Cybercrime continues to be an increasingly lucrative business for criminals and nation-states, according to a survey by McAfee.
Using publicly-available reports on losses and not-for-attribution interviews with cybersecurity officials, the company says it estimates the monetary loss to organizations and countries from cybercrime last year was approximately $945 billion (all figures in U.S. dollars), a 50 per cent hike in two years.
The total represents not only losses from monetary assets (including cash theft and ransomware payments) and intellectual property but also system downtime, incident response costs, reduced efficiency and hits to brand reputation. Despite global spending on cybersecurity expected to exceed $145 billion in 2020, the longest average interruption to operations was 18 hours, averaging more than half a million dollars per victim organization.
Called The Hidden Cost of Cybercrime, the authors admit part of the increase can be accounted for by better reporting, as well as better tactics by attackers, including the successful use of phishing schemes and ransomware.
Despite knowing that cybercrime is a fact of doing business, researchers found that most organizations don’t have plans in place to mitigate the impact of security incidents on their operations.
“In fact, IT decision-makers think some departments are not made aware of IT security incidents,” the report reads. “Amazingly, slightly more than half of the surveyed organization said they do not have plans to both prevent and respond to a cyber incident.”
Some 1,500 organizations were surveyed for the report. Out of the 951 that had a response plan, only 32 per cent said the plan was actually effective. Usually, the report adds, the board or the C-suite was not involved in developing the plans.
“One of the biggest challenges is the lack of an organization-wide understanding of cyber risk,” says the report. “This makes companies and agencies vulnerable to sophisticated social engineering tactics, and, once a hack has succeeded, they fail to recognize the problem in time to stop the spread of malware. The increased (and unavoidable) use of personal devices, such as
smartphones or tablets, expands the attack surface and complicates the management of cybersecurity. The time and cost of recovery can be considerable and can often involve outside organizations specializing in cybersecurity, public relations, and legal teams.”
Only 44 per cent of the survey respondents said that they have plans in place to both prevent and respond to IT security incidents.
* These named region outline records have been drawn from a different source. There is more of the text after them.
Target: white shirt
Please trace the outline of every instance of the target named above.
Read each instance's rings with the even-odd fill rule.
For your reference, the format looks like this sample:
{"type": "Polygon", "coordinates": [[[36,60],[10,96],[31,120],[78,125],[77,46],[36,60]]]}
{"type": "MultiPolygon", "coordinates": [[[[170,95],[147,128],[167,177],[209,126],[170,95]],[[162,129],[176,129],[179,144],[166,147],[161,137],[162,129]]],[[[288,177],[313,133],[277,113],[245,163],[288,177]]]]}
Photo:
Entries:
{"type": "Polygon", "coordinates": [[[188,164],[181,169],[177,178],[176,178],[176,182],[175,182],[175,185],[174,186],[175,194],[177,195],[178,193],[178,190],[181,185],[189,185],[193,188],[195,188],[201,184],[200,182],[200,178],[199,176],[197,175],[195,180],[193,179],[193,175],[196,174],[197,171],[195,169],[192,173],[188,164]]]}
Although 32 per cent of decision-makers said, the organization has a plan to prevent IT security incidents, the report argues they do not seem to be as prepared to respond because only 19 per cent said a response plan exists. And these plans were not regarded
as useful or successful: Only 32 per cent of the respondents found their organization’s plans to be completely successful in responding to IT security incidents. And, although most (62 per cent) consider them “somewhat successful,” it speaks to room for improvement, say the report’s authors.
“The reality of cybersecurity is that we cannot eliminate risk. At best, we can manage it. Publicly available information suggests that a few firms have lost hundreds of millions of dollars and many more firms have lost tens of millions of dollars, but these losses have so far proven to be manageable,” the authors wrote. “Relatively basic measures could improve performance—better cyber hygiene and, as our survey found, better planning and greater awareness among employees of the cost of cybercrime.”